IfI: Impfpflicht hätte nie eingeführt werden dürfen
So heißt es darin, dass trotz der mangelhaften Datenübermittlung „mit ausreichender Sicherheit eine endemische Transmission einer Masernvirusvariante über zwölf Monate nach 2020 und 2021 auch 2022 in Deutschland ausgeschlossen werden kann“. Diese Beurteilung schließe auch 2019 ein, das Jahr vor der Einführung der Impfpflicht: „Die NAVKO sah es aufgrund der vorgelegten – insbesondere molekularbiologischen – Daten als erwiesen an, dass die endemische Transmission seit 2019, höchstwahrscheinlich aufgrund einer steigenden Immunität in der Bevölkerung durch Umsetzung der STIKO-Empfehlungen, anhaltend unterbrochen sei.“
Dies ist aus Sicht der IfI erneut ein Hinweis darauf, dass eine Impfpflicht mit der angeführten Begründung nie hätte eingeführt werden dürfen „und in dieser Form auch nicht vom Bundesverfassungsgericht als Argument hätte herangezogen werden dürfen“.
Der WHO reichten diese Angaben offenbar nicht aus. Sie kritisierte, „dass die vorgelegten Daten und Informationen nicht ausreichen würden, dies zweifelsfrei nachzuweisen und daher Deutschland weiter als Land mit endemischer Transmission einstuft.“
Deutschland habe jedoch zwischenzeitlich Daten nachgeliefert, die der WHO aufzeigen sollen, dass sich die Infektionsketten bereits seit mehreren Jahren unterbrochen seien. „Damit steht Deutschland quasi im entscheidenden Schritt vor der offiziellen Elimination“, ist man beim Verein überzeugt.

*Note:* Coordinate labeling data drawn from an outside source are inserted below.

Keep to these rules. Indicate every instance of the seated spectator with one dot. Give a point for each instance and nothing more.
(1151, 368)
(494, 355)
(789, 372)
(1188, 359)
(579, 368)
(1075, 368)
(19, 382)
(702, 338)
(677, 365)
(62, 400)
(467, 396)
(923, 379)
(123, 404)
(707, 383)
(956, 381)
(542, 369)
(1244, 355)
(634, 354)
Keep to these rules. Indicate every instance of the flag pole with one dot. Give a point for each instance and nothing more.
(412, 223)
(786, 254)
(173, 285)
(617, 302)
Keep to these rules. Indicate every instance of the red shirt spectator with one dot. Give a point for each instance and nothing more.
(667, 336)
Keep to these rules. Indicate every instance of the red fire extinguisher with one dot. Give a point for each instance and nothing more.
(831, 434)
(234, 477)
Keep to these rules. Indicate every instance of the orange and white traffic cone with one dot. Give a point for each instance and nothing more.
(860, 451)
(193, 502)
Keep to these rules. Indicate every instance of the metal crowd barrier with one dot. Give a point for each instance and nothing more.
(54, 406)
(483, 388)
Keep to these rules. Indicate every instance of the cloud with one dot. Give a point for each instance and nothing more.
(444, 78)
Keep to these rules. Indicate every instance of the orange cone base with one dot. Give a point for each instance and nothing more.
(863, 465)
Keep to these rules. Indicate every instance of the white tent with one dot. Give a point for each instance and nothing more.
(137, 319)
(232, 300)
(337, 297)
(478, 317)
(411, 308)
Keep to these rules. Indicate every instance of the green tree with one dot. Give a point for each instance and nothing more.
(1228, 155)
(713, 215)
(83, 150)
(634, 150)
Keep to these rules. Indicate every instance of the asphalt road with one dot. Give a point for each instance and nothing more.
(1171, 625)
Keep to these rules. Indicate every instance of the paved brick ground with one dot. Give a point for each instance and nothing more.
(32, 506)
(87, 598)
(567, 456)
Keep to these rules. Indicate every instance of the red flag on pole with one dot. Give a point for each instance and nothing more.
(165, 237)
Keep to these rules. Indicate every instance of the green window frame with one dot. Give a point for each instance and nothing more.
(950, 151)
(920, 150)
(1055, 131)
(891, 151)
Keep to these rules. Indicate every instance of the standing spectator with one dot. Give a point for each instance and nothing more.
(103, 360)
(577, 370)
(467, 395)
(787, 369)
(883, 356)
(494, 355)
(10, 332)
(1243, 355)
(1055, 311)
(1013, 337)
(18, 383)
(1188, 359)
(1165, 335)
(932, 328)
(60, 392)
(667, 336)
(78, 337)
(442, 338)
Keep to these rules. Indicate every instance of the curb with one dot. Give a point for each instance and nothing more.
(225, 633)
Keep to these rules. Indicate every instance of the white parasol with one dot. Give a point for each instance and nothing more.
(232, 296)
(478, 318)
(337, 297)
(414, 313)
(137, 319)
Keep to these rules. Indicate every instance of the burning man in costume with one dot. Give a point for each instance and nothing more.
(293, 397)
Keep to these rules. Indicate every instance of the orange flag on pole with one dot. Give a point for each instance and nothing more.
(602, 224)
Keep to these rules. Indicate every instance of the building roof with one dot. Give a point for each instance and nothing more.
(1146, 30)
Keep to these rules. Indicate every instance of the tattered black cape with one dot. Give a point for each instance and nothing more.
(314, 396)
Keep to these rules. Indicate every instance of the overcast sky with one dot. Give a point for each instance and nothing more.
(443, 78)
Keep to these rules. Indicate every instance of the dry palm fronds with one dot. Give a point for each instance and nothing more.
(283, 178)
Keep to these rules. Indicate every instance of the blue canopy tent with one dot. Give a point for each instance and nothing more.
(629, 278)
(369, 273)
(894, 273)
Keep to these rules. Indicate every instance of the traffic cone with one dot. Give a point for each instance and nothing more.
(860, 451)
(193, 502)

Die NAVKO habe die WHO bereits im November 2022 um eine Neubewertung unter Berücksichtigung aller Daten (inklusive der nachgereichten) für die Jahre 2019 bis 2021 gebeten. Die Antwort stehe allerdings noch aus.
Diese Neubewertung des Standes der Masernelimination hätte nach Ansicht der IfI „zwingend vor der Forderung einer Impfpflicht erfolgen müssen“. Weiter heißt es: „Es macht uns fassungslos, dass dieser Weg nicht bereits im Jahr 2019 gegangen wurde, um die Notwendigkeit eines umstrittenen Gesetzes – welches direkt in mehrere Grundrechte eingreift – intensiv auf den Prüfstand zu bringen.“ Eine Überprüfung hätte auch „über den gesamten Zeitraum der Übergangsfrist, bis zum vollständigen Inkrafttreten des Gesetzes im Juli 2022“ erfolgen können.
Parallele zur Rötelnelimination
Es besteht nun die Möglichkeit, dass die Masern in Deutschland rückwirkend als eliminiert eingestuft werden – sogar bis zu einem Zeitpunkt vor der Einführung der Impfpflicht.
Besonders interessant ist für den Verein „das gleiche formelle Prozedere bei der Elimination der Röteln“. Die WHO hat Deutschland 2020 den Status der Elimination für diese Krankheit zuerkannt. Dies geschah nach einer erneuten rückblickenden Analyse der eingereichten Daten aus den Jahren 2017 bis 2019. „Wir haben es hier also mit einer nicht ganz unüblichen Vorgehensweise zu tun“, erklärt die IfI-Website weiter. Die Röteln gelten daher offiziell als ausgerottet, obwohl für diese Krankheit keine Impfpflicht besteht.
Die ausstehende Neubewertung der WHO zu den Masern ist jedoch entscheidend. Abhängig von deren Ergebnis möchte der Verein rechtliche Schritte in Erwägung ziehen.
Die Initiative zieht den Schluss, dass sowohl das Bundesgesundheitsministerium als auch das RKI seit Jahren darüber informiert sind, dass die Eliminierung der Masern „an der Qualität der erhobenen Daten scheitert“. Es ist auch bekannt, dass das Ziel mit einer weiteren Steigerung der Impfquote nicht erreicht werden kann und eine Impfpflicht „das völlig falsche Instrument“ dafür ist.
Es scheint „Vorsatz“ zu sein, dass die Behörden „entscheidende Berichte“ so lange zurückgehalten haben. „Ein transparenter Prozess ist offenbar nicht erwünscht, da mit der erfolgreichen Elimination ein Auslaufen der Impfpflicht verbunden ist“, fasst die Initiative zusammen.